Vets are having to go to special pharmacies for baby-size pills. “It’s hard to get your hands on the small needles for injections—they’re sold out,’’ says Bressler. Tiny dogs tend to have liver and bone problems, too, she adds, as well as low blood sugar. They are also very needy.

And pity the pooch who grows up. If there’s a poster girl for lilliputian pets, it’s Paris Hilton, who just handed off her teacup chihuahua Tinkerbell to mom Kathy, in favor of an even bittier dog, Bambi. Paris “only likes them when they’re very small, and Tinkerbell got too big,” says someone who knows her. “Tinkerbell is at the larger end of the teacups,” says Dana Miller of Texas Teacups in Garland, Texas, the breeder that sold Tinkerbell to Paris. “Usually, they won’t go over three and a half pounds, but if you fix them or feed them junk . . .”

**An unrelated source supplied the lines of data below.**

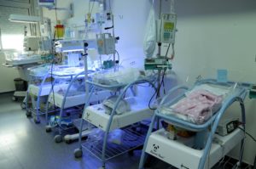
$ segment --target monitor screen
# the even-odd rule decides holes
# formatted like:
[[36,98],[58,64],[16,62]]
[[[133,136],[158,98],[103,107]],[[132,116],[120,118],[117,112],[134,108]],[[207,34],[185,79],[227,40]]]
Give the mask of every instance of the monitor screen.
[[39,6],[55,6],[55,0],[38,0]]

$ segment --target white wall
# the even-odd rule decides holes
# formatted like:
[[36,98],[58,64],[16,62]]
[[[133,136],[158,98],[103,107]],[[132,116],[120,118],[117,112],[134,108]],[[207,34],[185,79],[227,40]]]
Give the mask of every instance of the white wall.
[[[120,37],[117,50],[128,65],[131,61],[138,66],[143,65],[143,39],[150,2],[113,0],[115,35]],[[168,10],[168,0],[162,2]],[[88,0],[73,0],[73,3],[74,17],[67,23],[81,25],[88,12]],[[195,79],[200,74],[225,68],[231,70],[230,72],[236,80],[256,82],[255,1],[177,0],[175,7],[178,31],[173,70],[180,81],[184,81],[188,75]],[[256,137],[255,101],[247,99],[246,107],[247,131]],[[229,111],[239,114],[237,106]],[[256,145],[247,138],[245,148],[244,159],[252,164]]]
[[[177,29],[173,70],[180,79],[201,70],[224,68],[233,79],[256,82],[256,2],[176,1]],[[256,137],[255,100],[246,100],[247,131]],[[237,106],[229,110],[238,114]],[[256,144],[247,137],[244,159],[253,164]]]

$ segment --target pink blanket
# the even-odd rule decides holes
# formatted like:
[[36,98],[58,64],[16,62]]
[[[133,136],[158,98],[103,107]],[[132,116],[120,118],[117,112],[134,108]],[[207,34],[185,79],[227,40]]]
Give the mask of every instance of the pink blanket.
[[176,113],[186,115],[190,121],[201,124],[220,108],[222,100],[222,96],[201,89],[188,94],[173,109]]

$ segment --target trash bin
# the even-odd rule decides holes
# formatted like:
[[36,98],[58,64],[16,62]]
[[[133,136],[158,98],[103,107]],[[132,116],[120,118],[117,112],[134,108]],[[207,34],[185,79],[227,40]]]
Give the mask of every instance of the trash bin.
[[26,82],[20,79],[15,78],[15,91],[26,91]]

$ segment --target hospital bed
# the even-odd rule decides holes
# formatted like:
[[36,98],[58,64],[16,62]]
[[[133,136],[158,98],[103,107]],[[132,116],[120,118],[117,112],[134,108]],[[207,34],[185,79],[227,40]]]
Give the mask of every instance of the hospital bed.
[[[119,75],[125,78],[122,73]],[[115,80],[119,78],[116,75],[113,76]],[[93,91],[99,88],[110,91],[113,96],[102,104],[85,104],[80,128],[84,124],[90,125],[87,133],[88,138],[82,144],[83,133],[80,132],[79,149],[74,151],[75,157],[79,158],[83,155],[82,149],[86,150],[102,162],[102,168],[106,167],[107,161],[132,152],[144,143],[144,133],[148,127],[142,125],[141,121],[150,119],[154,111],[149,110],[148,101],[138,95],[133,95],[132,92],[128,94],[129,89],[143,83],[148,84],[155,89],[153,82],[154,78],[137,78],[132,82],[126,81],[127,83],[112,84],[108,83],[109,76],[105,80],[87,81],[87,83],[92,86],[88,101],[90,100]]]
[[[246,116],[243,100],[248,87],[248,84],[221,83],[212,79],[201,80],[190,89],[184,86],[173,87],[162,99],[152,118],[142,152],[139,168],[144,167],[148,155],[177,168],[211,168],[239,144],[241,144],[241,153],[238,165],[241,164],[244,132],[240,129],[236,129],[224,137],[217,135],[215,132],[223,115],[235,102],[240,104],[241,125],[241,127],[245,127]],[[205,115],[206,114],[202,113],[195,116],[193,114],[189,115],[191,111],[189,111],[190,114],[184,114],[185,110],[179,112],[179,106],[185,106],[184,101],[192,100],[191,103],[193,102],[193,99],[188,99],[191,96],[189,94],[195,94],[194,92],[200,90],[210,91],[215,96],[221,96],[222,101],[218,107],[214,110],[213,105],[211,105],[203,110],[202,112],[206,112],[207,110],[210,115]],[[170,96],[172,96],[172,99],[170,99]],[[194,135],[189,138],[180,137],[177,134],[176,129],[170,132],[160,128],[153,132],[155,121],[160,120],[171,124],[174,128],[192,131]]]
[[[85,103],[84,71],[82,70],[83,68],[79,67],[72,68],[72,70],[58,70],[52,73],[55,79],[54,90],[49,91],[47,105],[51,104],[60,111],[55,112],[54,115],[49,117],[49,106],[47,106],[46,120],[48,122],[45,130],[48,132],[51,132],[52,128],[58,128],[58,134],[54,138],[55,143],[62,141],[62,131],[68,131],[74,127],[79,128],[80,116]],[[90,76],[93,71],[88,71],[88,74]],[[55,87],[55,82],[58,83],[58,87]],[[90,104],[97,103],[108,96],[109,93],[106,91],[94,93]],[[64,140],[69,144],[78,138],[76,135],[78,134],[65,135]]]

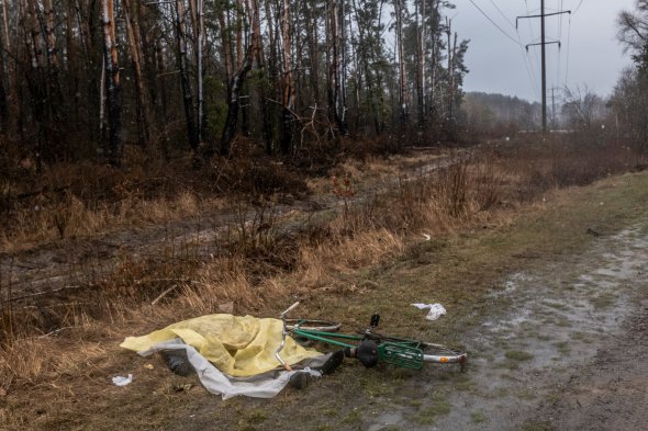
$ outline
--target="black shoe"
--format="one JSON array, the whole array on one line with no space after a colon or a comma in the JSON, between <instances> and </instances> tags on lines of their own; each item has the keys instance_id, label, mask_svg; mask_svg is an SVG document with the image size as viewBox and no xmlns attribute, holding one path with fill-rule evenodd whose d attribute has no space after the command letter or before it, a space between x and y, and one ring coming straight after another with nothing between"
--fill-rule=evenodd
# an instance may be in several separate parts
<instances>
[{"instance_id":1,"label":"black shoe","mask_svg":"<svg viewBox=\"0 0 648 431\"><path fill-rule=\"evenodd\" d=\"M191 365L187 358L187 351L185 349L161 350L159 354L168 368L175 374L187 377L195 373L193 365Z\"/></svg>"},{"instance_id":2,"label":"black shoe","mask_svg":"<svg viewBox=\"0 0 648 431\"><path fill-rule=\"evenodd\" d=\"M294 373L293 375L290 376L290 379L288 381L288 385L290 387L294 387L298 390L301 390L301 389L304 389L309 386L309 382L310 382L309 373L298 371L297 373Z\"/></svg>"},{"instance_id":3,"label":"black shoe","mask_svg":"<svg viewBox=\"0 0 648 431\"><path fill-rule=\"evenodd\" d=\"M314 370L321 371L324 375L331 374L342 364L344 356L344 350L338 350L337 352L332 353L324 364L315 366Z\"/></svg>"}]
</instances>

The public, though, is still clamoring for some of Tinkerbell’s gene pool. Miller says these dogs normally cost between $2,000 and $3,000. But if they come from Tinkerbell’s bloodline, they’re about $10,000 (and there’s a list). “One woman insisted on this dog from Tinkerbell’s dad, Chester, and her mother Tutu’s sister,” says Shelley Redmon of Texas Teacups. “She paid $13,875. They send us flowers, invitations to restaurants.” New York teacup-seekers include “lawyers, execs from Sony.” And while the breeder isn’t averse to intrafamily mating, it draws the line at incest: “Some breeders mate fathers with daughters to get small dogs, but we would never do that.”

“Teacup is a nice new name” for these pets, notes Van Pamelan. “They used to be called runts.”